The Mexican marines have captured and arrested Miguel Angel Trevino Morales, head of the Zetas drug-gang leaders in a raid near the U.S. border, the BBC reported. Morales was reportedly wanted on both sides of the border for running drugs on a worldwide scale and for ordering massacres. Morales was reportedly intercepted with two lieutenants in a pick-up truck near Nuevo Laredo, and Mexican officials said that he had eight guns and $2 million in cash, BBC also reported.
This represents the biggest high profile arrest in Mexico since President Enrique Pena Nieto was sworn in last December.
President Nieto pledged to change the Mexican policy of the previous government by targeting cartels through law enforcement on a local level rather than capturing big-name targets. The former president Felipe Calderon deployed the Mexican army throughout the country, in pursuit of cartel leaders, which left a power vacuum, news reports said.
Known as 'Zeta-40,' Trevor Morales was captured near the U.S. border at dawn on Monday.
"Three people in the truck were detained by ground troops, who had arrived to support the naval forces, who had carried out the detention via the helicopter. Not a single shot was fired," government spokesman Eduardo Sanchez said.
The Zetas drug cartel began as the enforcement arm of the Gulf cartel, another powerful criminal gang.
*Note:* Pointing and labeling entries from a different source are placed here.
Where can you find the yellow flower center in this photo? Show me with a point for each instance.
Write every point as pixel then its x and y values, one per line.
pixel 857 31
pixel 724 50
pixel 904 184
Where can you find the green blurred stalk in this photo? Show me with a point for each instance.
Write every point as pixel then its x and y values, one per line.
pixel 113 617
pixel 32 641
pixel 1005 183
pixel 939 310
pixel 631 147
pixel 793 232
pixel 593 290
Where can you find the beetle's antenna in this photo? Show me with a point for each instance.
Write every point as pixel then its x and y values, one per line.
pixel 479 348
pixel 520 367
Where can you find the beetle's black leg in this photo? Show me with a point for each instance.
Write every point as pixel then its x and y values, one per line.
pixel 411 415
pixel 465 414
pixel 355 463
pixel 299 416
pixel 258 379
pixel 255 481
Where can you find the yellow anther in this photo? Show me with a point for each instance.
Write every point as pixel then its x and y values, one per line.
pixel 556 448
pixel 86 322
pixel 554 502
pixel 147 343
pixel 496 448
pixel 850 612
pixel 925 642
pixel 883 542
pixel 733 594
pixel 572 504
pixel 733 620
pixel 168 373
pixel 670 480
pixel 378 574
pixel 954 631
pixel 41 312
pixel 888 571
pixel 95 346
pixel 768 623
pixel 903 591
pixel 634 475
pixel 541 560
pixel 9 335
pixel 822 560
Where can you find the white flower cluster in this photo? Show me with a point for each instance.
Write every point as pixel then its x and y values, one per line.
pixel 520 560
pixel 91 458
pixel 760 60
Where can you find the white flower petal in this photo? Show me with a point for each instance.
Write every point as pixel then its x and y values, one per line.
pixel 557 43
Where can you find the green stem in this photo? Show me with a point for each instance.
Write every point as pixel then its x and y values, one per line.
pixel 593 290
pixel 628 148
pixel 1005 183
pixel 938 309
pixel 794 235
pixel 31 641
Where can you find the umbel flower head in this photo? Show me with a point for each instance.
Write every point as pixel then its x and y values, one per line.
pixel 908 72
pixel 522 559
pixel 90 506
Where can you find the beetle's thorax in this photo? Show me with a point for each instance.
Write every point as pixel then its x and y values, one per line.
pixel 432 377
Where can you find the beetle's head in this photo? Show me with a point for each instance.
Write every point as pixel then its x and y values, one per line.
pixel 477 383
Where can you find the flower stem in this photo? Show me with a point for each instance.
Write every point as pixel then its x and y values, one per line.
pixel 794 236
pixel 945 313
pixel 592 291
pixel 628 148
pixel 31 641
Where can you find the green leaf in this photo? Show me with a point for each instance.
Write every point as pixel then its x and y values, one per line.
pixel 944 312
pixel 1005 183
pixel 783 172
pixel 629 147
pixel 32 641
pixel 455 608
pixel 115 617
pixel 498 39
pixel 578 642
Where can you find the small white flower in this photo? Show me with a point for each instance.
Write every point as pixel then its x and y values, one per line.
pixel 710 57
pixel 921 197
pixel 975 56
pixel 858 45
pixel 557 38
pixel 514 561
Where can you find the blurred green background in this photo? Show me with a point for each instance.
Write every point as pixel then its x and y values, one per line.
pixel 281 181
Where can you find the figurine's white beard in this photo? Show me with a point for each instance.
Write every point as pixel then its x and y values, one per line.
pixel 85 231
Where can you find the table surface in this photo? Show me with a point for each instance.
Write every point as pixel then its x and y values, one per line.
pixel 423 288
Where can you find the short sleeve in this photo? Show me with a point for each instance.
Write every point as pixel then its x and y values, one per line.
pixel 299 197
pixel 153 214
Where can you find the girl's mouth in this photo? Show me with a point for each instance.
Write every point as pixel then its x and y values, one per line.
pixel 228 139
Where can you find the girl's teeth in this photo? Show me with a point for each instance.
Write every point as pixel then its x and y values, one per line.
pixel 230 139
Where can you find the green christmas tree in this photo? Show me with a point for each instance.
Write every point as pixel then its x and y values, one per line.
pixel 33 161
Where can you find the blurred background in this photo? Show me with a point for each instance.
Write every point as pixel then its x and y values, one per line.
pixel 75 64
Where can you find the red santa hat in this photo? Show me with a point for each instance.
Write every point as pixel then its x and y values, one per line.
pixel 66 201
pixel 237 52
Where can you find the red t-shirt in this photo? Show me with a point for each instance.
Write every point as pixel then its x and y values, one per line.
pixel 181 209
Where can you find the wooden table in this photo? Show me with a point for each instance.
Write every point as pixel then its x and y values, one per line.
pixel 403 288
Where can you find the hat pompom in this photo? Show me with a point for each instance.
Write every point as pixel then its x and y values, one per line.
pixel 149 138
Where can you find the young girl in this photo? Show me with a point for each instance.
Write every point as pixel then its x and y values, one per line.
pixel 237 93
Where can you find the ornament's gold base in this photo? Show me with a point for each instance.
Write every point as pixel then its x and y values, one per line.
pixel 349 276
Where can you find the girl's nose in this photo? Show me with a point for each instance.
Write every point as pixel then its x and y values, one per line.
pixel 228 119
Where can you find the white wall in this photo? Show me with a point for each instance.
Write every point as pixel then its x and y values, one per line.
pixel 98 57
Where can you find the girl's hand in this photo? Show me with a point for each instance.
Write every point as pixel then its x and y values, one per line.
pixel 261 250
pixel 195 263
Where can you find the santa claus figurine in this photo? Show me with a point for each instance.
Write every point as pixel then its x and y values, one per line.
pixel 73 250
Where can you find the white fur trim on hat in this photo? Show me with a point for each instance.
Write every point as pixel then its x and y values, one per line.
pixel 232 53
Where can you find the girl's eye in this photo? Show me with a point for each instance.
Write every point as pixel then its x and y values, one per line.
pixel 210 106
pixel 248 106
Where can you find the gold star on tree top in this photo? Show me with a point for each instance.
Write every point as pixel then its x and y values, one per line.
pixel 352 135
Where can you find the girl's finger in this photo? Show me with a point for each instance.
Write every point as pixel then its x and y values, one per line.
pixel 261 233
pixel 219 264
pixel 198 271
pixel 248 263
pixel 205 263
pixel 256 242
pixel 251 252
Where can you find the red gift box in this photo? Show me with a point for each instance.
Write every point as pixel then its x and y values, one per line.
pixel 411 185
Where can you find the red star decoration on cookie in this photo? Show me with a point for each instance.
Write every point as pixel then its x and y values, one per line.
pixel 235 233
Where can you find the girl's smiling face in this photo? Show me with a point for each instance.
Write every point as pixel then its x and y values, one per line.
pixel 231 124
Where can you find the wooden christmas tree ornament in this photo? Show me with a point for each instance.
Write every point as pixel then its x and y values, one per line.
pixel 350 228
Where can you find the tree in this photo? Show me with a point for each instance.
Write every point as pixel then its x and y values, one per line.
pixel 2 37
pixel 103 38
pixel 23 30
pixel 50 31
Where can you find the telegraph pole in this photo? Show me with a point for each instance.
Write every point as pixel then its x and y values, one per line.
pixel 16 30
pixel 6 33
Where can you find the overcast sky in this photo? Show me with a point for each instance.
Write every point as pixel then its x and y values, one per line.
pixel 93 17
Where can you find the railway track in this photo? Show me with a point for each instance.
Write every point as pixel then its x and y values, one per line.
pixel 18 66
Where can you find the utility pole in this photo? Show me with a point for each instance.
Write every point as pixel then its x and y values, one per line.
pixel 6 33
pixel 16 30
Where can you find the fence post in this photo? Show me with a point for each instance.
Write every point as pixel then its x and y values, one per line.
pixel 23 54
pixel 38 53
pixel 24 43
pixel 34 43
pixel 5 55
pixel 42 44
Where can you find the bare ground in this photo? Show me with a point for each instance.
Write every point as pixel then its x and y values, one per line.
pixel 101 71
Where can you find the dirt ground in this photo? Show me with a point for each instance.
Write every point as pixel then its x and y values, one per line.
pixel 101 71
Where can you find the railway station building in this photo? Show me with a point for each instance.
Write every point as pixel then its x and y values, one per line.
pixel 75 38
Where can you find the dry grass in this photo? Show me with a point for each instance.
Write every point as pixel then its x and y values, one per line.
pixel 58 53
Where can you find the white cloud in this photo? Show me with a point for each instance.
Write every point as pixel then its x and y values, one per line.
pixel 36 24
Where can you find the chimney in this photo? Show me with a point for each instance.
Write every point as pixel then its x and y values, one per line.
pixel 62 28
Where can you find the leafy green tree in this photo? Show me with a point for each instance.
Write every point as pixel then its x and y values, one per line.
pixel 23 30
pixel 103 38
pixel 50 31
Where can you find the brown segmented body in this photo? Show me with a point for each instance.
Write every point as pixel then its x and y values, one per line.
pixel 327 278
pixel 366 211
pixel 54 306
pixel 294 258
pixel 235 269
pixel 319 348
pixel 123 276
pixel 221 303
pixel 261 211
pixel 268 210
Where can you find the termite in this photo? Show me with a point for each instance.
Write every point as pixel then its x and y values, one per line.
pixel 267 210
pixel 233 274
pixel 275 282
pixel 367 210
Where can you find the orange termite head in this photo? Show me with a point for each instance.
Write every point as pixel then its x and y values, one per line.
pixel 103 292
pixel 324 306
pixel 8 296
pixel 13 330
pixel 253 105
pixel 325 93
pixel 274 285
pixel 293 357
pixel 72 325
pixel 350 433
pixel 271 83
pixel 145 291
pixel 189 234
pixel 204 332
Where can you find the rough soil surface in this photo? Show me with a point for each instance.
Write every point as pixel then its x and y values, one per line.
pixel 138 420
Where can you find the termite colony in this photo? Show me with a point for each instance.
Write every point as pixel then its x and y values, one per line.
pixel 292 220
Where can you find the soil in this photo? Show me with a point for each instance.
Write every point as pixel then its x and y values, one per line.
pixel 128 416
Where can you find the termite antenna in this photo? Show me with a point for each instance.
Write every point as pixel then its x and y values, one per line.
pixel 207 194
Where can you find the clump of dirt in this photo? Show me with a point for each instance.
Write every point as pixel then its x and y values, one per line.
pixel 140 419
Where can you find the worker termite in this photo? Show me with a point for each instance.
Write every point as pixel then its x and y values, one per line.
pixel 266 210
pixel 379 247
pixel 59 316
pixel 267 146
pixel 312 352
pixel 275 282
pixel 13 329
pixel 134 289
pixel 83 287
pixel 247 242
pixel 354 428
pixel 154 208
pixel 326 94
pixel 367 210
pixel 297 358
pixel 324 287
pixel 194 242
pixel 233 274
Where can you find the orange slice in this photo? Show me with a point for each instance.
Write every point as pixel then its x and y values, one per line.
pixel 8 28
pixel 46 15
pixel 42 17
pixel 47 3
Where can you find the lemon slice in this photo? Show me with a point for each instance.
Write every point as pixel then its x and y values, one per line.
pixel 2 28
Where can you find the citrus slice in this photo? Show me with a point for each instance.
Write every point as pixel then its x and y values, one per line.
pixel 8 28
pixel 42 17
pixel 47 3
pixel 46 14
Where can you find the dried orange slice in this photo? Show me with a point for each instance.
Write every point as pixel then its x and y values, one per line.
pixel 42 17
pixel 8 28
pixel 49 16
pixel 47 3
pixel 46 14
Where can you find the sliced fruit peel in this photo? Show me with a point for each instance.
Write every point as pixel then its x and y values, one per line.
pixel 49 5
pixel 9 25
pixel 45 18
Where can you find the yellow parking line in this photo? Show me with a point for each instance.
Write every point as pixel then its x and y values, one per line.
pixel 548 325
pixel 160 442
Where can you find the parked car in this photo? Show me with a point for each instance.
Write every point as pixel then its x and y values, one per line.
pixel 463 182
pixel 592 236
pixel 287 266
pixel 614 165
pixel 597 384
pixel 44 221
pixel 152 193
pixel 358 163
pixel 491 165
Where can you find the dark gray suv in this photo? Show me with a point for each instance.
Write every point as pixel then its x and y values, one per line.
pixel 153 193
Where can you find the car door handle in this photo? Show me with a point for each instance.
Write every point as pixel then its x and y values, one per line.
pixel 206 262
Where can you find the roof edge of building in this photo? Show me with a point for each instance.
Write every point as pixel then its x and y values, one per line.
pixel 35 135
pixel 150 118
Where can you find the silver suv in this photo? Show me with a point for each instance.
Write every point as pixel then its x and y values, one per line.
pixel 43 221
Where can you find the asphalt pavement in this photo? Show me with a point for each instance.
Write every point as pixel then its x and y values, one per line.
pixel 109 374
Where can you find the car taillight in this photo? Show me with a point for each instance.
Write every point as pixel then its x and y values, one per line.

It split from the Gulf cartel in 2010, fueling more intense turf wars largely across northern Mexico. By 2012, the Zetas were seen as the largest and most powerful cartel.
Analysts believe Morales' younger brother, Omar, has been one of his closest lieutenants and may try to position himself as successor, BBC also reported.
In 2010, Morales allegedly ordered the torture and murder of 72 Central American migrants as punishment for their refusal to act as 'drugs mules.' In 2011, he apparently oversaw the massacre of almost 200 immigrants for similar reasons, news reports said.
Morales has also believed to have controlled a squad of killers who operated in Texas; U.S. authorities offered a reward of $5 million reward for any information leading to his capture, BBC also reported.